I closed my mouth together earlier unintentionally (lightly), and it feels like my teeth don't fit together comfortably anymore for me to be able to keep it closed. Very worried about that too now! Wish there was a magic pill to take after the operation that sorted everything out blush I have too much on my mind now!

cannotmakemymindup Wed 08-Jun-16 10:44:53

Sorry straw recommendation seems to be incorrect apologies, it was just meant to deal with last nights hunger. Hope you have a much better day today op.

Theoretician Wed 08-Jun-16 11:40:07

I doubt this is helpful, but I think it's a good story, so...

I had an inflamed gum where a bit of peanut had got stuck between my back teeth. Managed to locate a NHS dentist. Practice was in an old house in Bow, next to a railway line, and I had to step over a couple of broken stairs on the way to his room.

Not being British, I was used to dental surgeries of the kind you see in Hollywood movies, where the whole room is shining white and full of equipment and lights, like the bridge of a space ship. My first experience of the NHS was a little more down to earth.
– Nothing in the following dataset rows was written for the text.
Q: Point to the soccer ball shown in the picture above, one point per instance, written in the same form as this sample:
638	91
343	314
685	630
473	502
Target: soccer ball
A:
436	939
There was a proper dentist chair, but the light he operated by consisted of a single 40w naked light bulb, hanging from the ceiling rose, that, when lit, made the room darker. (Thanks to Spike Milligan for that one.)
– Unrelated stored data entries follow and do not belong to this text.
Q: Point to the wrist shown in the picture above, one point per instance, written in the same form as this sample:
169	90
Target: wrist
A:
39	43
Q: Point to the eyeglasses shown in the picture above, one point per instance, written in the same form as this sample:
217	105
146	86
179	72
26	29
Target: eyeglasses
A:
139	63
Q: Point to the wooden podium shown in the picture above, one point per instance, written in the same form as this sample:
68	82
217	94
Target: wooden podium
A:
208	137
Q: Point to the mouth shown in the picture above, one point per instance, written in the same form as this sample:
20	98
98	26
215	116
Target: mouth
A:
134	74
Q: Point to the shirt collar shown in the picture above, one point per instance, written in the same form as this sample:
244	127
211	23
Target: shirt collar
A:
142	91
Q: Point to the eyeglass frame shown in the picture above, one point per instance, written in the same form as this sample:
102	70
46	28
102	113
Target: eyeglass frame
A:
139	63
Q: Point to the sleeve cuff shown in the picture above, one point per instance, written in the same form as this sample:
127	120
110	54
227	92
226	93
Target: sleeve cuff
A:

He told me it would a good idea to have four wisdom teeth removed. (I assume I returned at a later date for this, but can't remember, it was long ago.) Once he got to work on them, he made some progress, upper ones came out fairly easily, but then the top came off one of the bottom ones, and he literally threw his hands up in the air and said that he wasn't going to go any further. He gave me an emergency referral go Guy's hospital and a prescription for what turned out to be about a month's supply of antibiotics. (Dentist at Guy's literally raised eyebrows at quantity, think I was told to throw half of them away.)
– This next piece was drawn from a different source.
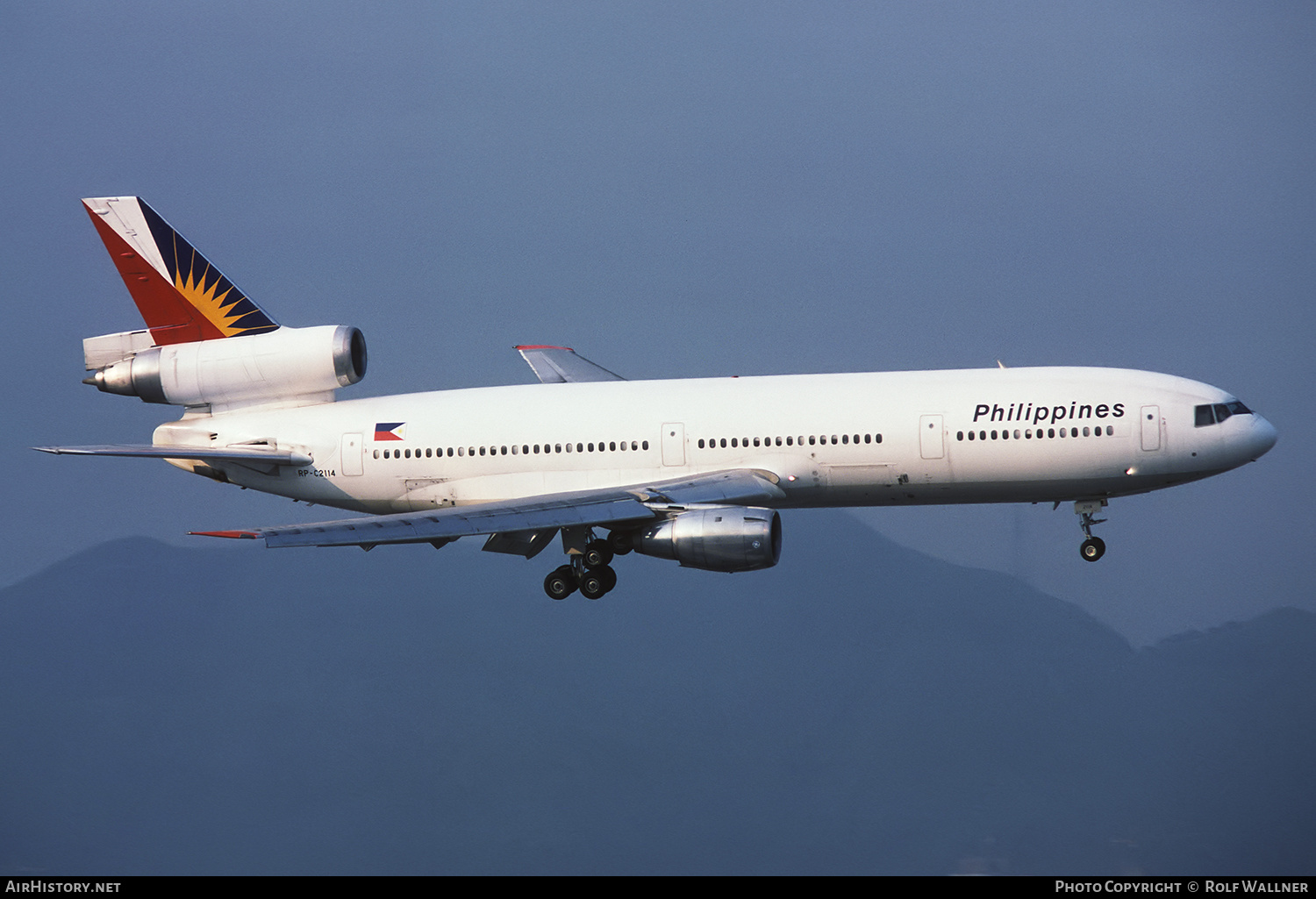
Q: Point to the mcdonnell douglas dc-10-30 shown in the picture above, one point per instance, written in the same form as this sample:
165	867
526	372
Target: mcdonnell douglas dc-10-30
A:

Next day at Guy's, a student dentist got to work on me. He was under intermittent supervision. He got the unbroken lower one out fairly easily, before turning to the other. His supervisor explained that he should cut the tooth in half with a little circular buzz-saw, before pulling the halves out separately. As the tooth was not "fully erupted" the saw would have to go down into the jaw-bone, and apparently at a certain depth he would then need to make a turn, so that he ended up sawing more horizontally than vertically.

Student got to work, though when supervisor returned he commented that student was making the turn in the wrong direction.

Student then spent nearly two hours try to get the halves of remaining tooth out. At one point he had what looked like a bolt cutter with three foot arms in my mouth, was using both hands on it to both clamp and pull on the tooth, while one of his feet was pushing down on my chest to prevent the "bolt-cutter" from lifting me out of the chair.

Near the end of the two hours, he got one half out, and supervisor took pity on him, and offered to take over. Student was sweating and, I think, exhausted, but encouraged by the emotional rush of his recent success, decided to finish the job himself, which he did soon after. He finished off by put a few stitches in my mouth. (I remember them as being metal stitches, but don't if that can be right, as I don't remember them being removed later on. Presumably metal stitches don't dissolve?)

So how did I feel about all this? Well, it was a bit more dramatic and arduous than I expected, but during the whole of the operation a nurse was standing within my line of sight, a gorgeous young red-head with a large chest in tight tunic, and, without staring, I think most of the time I was more mentally focused on her than on him.

I departed for a skiing holiday the next day, and every time I let cold air or a cold drink in my mouth, there would be a painful contraction as the stitches pulled against the flesh.